Databricks Certified Machine Learning Professional Exam Questions

Question 6 of 82

A data scientist has developed a model to predict ice cream sales using the expected temperature and expected number of hours of sun in the day. However, the expected temperature is dropping beneath the range of the input variable on which the model was trained.
Which of the following types of drift is present in the above scenario?

Label drift

None of these

Concept drift

Prediction drift

Feature drift

Correct Answer: E

Feature drift occurs when the properties or distribution of the input features change. In this scenario, the expected temperature, an input feature for the model, is dropping beneath the range seen during training, indicating a shift in the feature distribution.

Question 7 of 82

A data scientist wants to remove the star_rating column from the Delta table at the location path. To do this, they need to load in data and drop the star_rating column.
Which of the following code blocks accomplishes this task?

spark.read.format(“delta”).load(path).drop(“star_rating”)

spark.read.format(“delta”).table(path).drop(“star_rating”)

Delta tables cannot be modified

spark.read.table(path).drop(“star_rating”)

spark.sql(“SELECT * EXCEPT star_rating FROM path”)

Correct Answer: A

To remove a column from a Delta table, the approach involves loading the table into a DataFrame and then utilizing the drop method to remove the specified column. The correct code snippet accomplishes this by using spark.read.format('delta').load(path).drop('star_rating'), which reads the Delta table at the specified path and drops the 'star_rating' column from the resulting DataFrame.

Question 8 of 82

Which of the following operations in Feature Store Client fs can be used to return a Spark DataFrame of a data set associated with a Feature Store table?

fs.create_table

fs.write_table

fs.get_table

There is no way to accomplish this task with fs

fs.read_table

Correct Answer: E

To return a Spark DataFrame of a data set associated with a Feature Store table, the correct operation is fs.read_table. This function retrieves data from the Feature Store and returns it as a Spark DataFrame.

Question 9 of 82

A machine learning engineer is in the process of implementing a concept drift monitoring solution. They are planning to use the following steps:
1. Deploy a model to production and compute predicted values
2. Obtain the observed (actual) label values
3. _____
4. Run a statistical test to determine if there are changes over time
Which of the following should be completed as Step #3?

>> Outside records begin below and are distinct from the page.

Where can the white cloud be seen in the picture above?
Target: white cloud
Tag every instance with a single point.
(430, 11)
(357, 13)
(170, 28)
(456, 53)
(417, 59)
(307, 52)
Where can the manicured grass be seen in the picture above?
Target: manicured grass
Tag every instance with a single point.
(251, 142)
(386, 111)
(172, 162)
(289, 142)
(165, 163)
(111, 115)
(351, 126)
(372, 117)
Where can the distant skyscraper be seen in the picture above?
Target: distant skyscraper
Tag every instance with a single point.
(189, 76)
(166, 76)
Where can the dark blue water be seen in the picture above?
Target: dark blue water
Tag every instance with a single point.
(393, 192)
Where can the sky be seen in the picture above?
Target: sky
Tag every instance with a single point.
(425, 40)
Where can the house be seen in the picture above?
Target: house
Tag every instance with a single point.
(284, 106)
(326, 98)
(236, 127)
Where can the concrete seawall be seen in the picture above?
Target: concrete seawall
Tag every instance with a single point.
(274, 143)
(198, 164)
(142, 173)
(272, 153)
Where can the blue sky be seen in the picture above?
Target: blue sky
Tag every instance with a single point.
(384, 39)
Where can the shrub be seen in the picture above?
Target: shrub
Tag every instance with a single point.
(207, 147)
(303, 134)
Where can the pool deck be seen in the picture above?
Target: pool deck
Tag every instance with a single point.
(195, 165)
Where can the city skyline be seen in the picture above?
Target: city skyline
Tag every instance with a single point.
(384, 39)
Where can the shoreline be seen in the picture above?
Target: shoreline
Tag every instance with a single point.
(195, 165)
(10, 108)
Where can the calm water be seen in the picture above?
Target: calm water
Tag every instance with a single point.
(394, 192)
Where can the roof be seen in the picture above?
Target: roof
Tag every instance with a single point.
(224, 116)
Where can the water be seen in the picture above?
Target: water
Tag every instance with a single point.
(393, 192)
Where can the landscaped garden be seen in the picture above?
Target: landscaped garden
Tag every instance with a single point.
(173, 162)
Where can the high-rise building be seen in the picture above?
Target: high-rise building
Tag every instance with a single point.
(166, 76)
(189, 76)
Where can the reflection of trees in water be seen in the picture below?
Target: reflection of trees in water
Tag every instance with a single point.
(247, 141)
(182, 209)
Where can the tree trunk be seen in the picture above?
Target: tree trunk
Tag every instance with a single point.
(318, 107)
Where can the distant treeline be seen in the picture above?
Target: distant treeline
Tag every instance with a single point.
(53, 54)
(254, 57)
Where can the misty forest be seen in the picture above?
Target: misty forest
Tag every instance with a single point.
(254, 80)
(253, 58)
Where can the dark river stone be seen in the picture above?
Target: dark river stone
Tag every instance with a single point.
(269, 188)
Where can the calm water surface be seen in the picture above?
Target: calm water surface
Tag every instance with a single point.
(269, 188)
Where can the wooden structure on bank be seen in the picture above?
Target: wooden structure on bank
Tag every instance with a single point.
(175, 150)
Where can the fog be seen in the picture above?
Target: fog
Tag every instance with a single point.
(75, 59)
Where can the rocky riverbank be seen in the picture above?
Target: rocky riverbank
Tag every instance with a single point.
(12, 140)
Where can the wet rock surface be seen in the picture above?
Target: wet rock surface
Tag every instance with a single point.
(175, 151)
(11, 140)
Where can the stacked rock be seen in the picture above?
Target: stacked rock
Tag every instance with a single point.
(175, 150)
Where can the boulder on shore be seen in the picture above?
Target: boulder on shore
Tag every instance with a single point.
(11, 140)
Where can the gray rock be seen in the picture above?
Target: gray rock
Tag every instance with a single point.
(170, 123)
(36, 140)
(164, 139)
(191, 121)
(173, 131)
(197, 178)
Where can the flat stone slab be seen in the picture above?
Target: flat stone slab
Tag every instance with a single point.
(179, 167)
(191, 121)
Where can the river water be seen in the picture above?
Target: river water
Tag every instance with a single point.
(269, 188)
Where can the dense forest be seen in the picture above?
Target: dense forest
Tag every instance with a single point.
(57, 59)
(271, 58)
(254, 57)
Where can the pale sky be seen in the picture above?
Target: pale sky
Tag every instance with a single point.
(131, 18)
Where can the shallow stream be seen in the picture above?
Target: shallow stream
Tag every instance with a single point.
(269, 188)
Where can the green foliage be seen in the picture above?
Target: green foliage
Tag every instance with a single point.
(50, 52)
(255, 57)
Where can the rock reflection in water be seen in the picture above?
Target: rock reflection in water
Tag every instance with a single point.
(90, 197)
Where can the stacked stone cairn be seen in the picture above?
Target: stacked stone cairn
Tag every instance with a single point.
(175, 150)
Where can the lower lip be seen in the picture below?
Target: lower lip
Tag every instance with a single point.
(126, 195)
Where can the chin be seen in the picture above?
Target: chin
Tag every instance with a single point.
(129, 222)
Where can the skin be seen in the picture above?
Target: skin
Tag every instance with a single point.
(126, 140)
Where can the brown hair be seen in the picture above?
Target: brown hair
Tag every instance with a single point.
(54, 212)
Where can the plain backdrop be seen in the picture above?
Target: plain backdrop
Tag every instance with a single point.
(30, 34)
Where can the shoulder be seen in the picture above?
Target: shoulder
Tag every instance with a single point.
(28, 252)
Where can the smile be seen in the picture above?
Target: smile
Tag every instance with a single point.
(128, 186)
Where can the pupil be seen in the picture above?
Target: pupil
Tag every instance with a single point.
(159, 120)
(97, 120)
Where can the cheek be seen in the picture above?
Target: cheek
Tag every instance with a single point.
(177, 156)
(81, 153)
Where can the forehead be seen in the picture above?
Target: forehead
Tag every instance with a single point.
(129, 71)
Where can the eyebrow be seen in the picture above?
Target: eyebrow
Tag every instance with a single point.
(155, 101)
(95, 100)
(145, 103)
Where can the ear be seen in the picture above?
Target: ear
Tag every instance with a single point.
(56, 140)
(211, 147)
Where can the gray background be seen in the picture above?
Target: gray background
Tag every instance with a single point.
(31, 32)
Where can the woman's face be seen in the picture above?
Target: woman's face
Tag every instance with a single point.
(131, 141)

Obtain the observed values (actual) feature values

Measure the latency of the prediction time

Retrain the model

None of these should be completed as Step #3

Compute the evaluation metric using the observed and predicted values

Correct Answer: E

After obtaining the observed (actual) label values, the next logical step is to compute the evaluation metric using the observed and predicted values. This allows the engineer to compare these values and assess the model's performance. If there are significant changes in the evaluation metric over time, it can indicate potential concept drift. Therefore, computing the evaluation metric is a crucial step before running a statistical test to determine if there are changes over time.

Question 10 of 82

Which of the following is a reason for using Jensen-Shannon (JS) distance over a Kolmogorov-Smirnov (KS) test for numeric feature drift detection?

All of these reasons

JS is not normalized or smoothed

None of these reasons

JS is more robust when working with large datasets

JS does not require any manual threshold or cutoff determinations

Correct Answer: E

Jensen-Shannon (JS) distance produces a value between 0 and 1 that represents the divergence between two distributions. This value can be interpreted directly and doesn't require setting arbitrary thresholds or cutoffs. In contrast, the Kolmogorov-Smirnov (KS) test often involves determining a critical value based on the chosen significance level.